Tenant d’Orphée — poète et musicien au « luth étoilé » (La fille du capitaine) —, Murat est intemporel, n’a pas de frontière. Poète, il se situe entre traditions médiévales (troubadours, poésie courtoise), épicurisme ronsardien, spleen baudelairien et poésie contemporaine (par le travail sur la langue et par l’hermétisme aussi). Musicien, il se situe à la confluence d’une chanson française résolument poétique et d’un rock aux influences anglo-saxonnes nettes (Neil Young, trip-hop ; collaborations avec Calexico et des membres de Elysian Fields, Tindersticks, etc.).

Et il confirme l’indissociabilité de la poésie et de la musique, par ses textes ou par des interprétations. Il avait déjà adapté Baudelaire (Réversibilité sur Dolorès) et Madame Deshoulières (album homonyme). Sur 1829, paru tout récemment (ainsi que sur trois titres de Moscou»), il a mis le poète et chansonnier du XIXe siècle Bérenger, en musique. En Bérenger, il a trouvé un compère, un aïeul dont les poèmes étaient aussi des chansons populaires, auquel il rend hommage.

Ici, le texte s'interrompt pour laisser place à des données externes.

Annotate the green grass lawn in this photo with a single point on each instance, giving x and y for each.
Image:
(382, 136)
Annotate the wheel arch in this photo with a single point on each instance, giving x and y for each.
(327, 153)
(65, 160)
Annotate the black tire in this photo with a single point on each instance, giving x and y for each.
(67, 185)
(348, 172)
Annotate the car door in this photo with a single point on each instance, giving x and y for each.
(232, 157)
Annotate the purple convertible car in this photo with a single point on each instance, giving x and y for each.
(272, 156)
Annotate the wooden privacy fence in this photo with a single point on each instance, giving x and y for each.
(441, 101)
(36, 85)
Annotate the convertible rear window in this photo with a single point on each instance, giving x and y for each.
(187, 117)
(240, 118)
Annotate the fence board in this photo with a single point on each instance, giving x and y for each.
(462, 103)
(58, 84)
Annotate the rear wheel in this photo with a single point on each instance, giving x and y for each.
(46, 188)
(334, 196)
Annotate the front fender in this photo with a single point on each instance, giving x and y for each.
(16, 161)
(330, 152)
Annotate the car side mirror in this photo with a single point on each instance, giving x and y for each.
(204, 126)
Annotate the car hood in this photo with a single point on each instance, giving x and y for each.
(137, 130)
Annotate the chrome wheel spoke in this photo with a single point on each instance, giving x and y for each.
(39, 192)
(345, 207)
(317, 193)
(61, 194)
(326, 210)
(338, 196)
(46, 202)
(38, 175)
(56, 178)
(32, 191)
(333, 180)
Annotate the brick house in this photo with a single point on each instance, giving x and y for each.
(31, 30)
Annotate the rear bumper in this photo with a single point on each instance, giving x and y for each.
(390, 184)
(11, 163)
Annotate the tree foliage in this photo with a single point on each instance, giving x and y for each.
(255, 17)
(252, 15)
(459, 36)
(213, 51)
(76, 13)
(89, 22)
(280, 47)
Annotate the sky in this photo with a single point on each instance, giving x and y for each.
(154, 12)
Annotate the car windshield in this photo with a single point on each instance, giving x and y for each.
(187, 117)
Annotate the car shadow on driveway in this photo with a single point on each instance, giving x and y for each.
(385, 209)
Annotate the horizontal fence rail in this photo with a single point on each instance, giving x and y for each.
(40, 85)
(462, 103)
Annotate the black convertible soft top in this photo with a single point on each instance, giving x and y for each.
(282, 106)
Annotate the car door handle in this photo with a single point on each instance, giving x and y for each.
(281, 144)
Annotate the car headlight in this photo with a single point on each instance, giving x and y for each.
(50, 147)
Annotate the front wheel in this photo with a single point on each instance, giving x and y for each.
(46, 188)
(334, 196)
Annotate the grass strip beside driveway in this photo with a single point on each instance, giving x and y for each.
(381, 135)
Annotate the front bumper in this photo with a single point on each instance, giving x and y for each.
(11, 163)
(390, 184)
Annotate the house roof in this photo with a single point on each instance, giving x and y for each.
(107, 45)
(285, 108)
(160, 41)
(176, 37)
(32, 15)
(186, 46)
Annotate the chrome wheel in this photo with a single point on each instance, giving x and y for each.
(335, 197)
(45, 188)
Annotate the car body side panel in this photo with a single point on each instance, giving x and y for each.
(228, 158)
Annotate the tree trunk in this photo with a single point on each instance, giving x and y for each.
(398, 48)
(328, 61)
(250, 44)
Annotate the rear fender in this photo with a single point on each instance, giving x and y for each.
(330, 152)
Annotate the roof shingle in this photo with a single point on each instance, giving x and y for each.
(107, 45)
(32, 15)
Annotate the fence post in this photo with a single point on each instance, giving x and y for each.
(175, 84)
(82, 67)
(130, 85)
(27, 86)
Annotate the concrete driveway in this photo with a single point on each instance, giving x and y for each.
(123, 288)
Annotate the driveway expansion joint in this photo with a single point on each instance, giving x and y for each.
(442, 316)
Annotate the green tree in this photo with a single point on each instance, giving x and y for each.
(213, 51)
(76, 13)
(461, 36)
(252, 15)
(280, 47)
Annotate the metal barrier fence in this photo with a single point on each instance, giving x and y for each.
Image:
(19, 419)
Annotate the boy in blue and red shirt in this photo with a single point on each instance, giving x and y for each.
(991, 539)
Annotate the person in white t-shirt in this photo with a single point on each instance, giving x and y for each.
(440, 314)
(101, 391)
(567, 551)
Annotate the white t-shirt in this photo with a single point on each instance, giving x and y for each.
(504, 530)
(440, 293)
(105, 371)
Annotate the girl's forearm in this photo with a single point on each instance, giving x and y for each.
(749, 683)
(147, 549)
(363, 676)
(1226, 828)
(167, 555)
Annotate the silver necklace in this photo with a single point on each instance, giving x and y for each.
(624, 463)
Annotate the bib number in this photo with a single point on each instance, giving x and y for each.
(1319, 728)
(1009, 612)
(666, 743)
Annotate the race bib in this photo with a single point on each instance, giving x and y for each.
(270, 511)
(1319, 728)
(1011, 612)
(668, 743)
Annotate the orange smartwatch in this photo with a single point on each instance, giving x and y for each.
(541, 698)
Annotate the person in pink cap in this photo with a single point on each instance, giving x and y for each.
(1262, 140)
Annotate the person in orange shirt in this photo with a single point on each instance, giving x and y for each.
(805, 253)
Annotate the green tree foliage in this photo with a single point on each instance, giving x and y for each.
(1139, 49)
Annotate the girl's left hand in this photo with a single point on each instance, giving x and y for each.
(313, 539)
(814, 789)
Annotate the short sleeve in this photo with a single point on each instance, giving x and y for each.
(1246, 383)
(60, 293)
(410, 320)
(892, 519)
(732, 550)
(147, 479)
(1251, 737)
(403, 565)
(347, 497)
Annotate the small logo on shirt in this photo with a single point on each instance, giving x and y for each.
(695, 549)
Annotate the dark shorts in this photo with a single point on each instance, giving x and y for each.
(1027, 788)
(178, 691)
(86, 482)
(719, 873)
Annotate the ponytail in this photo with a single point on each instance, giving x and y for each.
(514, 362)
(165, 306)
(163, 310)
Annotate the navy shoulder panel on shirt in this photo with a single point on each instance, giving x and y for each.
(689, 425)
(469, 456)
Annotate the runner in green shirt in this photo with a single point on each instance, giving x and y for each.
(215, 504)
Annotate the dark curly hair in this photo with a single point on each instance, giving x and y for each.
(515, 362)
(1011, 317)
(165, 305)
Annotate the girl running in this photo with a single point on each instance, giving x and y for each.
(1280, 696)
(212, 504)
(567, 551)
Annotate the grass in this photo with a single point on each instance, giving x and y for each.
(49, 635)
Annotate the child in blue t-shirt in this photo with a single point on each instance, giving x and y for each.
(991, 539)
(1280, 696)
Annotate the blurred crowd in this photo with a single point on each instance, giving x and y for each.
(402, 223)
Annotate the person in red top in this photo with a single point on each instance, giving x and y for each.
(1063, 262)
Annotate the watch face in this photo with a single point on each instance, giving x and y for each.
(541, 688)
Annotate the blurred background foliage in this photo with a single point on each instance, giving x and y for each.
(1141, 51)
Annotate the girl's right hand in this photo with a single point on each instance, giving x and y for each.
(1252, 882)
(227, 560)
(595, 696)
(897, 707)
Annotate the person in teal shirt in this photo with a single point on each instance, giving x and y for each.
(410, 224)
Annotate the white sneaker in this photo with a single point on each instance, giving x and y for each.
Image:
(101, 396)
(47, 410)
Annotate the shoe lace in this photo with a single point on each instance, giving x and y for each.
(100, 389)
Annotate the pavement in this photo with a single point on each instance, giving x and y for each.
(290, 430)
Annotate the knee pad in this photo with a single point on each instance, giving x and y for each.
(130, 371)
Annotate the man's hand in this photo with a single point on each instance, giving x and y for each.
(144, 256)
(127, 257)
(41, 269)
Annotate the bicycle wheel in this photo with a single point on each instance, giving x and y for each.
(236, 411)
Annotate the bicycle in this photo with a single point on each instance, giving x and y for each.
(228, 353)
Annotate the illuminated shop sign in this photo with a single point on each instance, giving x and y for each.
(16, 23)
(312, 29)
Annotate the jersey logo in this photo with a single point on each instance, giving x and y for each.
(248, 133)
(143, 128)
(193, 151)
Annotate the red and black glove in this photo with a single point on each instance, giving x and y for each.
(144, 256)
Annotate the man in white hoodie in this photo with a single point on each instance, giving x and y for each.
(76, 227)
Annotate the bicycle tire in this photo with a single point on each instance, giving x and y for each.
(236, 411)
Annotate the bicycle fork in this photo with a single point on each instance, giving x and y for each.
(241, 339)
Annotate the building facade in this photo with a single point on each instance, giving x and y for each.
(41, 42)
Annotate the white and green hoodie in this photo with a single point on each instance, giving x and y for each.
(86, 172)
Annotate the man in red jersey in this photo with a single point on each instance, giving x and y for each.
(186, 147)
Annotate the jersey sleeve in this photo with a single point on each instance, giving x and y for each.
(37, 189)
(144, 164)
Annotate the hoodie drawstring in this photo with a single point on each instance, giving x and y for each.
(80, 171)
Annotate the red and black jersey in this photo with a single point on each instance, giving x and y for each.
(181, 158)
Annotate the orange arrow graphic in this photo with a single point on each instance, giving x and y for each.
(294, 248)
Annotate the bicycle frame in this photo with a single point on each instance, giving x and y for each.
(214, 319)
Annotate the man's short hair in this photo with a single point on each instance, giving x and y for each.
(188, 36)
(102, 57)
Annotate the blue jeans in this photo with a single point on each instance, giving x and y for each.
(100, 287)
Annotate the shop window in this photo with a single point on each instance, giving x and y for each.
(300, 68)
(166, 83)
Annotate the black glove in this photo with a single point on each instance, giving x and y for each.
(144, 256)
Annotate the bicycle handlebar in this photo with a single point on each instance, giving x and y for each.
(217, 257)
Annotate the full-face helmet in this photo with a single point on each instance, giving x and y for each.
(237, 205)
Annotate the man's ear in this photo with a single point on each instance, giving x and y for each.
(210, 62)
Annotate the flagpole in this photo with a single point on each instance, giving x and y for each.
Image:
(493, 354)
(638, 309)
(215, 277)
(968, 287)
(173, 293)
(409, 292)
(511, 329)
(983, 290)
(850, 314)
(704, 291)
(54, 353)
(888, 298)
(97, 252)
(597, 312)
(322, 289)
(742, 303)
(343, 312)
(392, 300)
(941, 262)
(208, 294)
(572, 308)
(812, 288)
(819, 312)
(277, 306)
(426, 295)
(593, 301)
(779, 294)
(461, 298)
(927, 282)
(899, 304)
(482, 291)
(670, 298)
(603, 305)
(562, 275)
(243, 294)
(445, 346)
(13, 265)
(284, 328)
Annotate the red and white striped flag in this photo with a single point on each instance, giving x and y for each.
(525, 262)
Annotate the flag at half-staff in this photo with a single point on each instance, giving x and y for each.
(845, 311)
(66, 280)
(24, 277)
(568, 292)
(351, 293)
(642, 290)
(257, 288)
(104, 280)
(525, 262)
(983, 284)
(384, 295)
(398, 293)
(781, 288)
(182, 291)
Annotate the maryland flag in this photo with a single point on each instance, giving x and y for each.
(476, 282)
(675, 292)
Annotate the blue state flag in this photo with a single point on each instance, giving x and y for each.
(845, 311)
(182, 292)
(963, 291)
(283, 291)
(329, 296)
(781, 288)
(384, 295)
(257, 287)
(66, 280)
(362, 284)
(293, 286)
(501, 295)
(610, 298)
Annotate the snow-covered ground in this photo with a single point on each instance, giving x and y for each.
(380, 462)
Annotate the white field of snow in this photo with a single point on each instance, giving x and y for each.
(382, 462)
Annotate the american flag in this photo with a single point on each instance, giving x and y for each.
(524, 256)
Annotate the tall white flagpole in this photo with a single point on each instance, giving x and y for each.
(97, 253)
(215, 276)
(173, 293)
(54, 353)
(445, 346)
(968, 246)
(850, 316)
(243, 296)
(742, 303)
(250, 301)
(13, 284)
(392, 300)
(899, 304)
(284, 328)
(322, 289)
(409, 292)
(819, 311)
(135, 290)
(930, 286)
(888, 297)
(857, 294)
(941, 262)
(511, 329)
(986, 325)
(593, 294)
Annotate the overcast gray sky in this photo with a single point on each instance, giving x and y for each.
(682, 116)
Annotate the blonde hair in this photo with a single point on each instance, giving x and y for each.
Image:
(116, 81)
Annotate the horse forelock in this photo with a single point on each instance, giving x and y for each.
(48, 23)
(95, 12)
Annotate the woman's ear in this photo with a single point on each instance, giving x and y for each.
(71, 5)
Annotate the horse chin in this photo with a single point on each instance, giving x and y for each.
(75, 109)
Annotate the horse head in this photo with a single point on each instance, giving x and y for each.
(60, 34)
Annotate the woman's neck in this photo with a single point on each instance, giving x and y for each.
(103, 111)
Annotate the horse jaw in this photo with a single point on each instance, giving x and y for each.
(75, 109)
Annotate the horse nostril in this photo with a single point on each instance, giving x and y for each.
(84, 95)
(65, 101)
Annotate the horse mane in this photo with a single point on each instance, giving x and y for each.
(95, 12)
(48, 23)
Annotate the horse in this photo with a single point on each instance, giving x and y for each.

Murat, par ses œuvres dresse continuellement un pont entre les arts : songeons aux light-shows de la tournée Muragostang, aux samples de films sur l’album du même nom, aux poèmes mis en chanson, ainsi qu’à ses propres œuvres en tant que poète-compositeur ou en tant que peintre. L’artiste est un inlassable démiurge, forgeant des chansons dans une langue sans âge, avec un sens de la mélodie qui doit autant à la comptine qu’à réel amour du rock.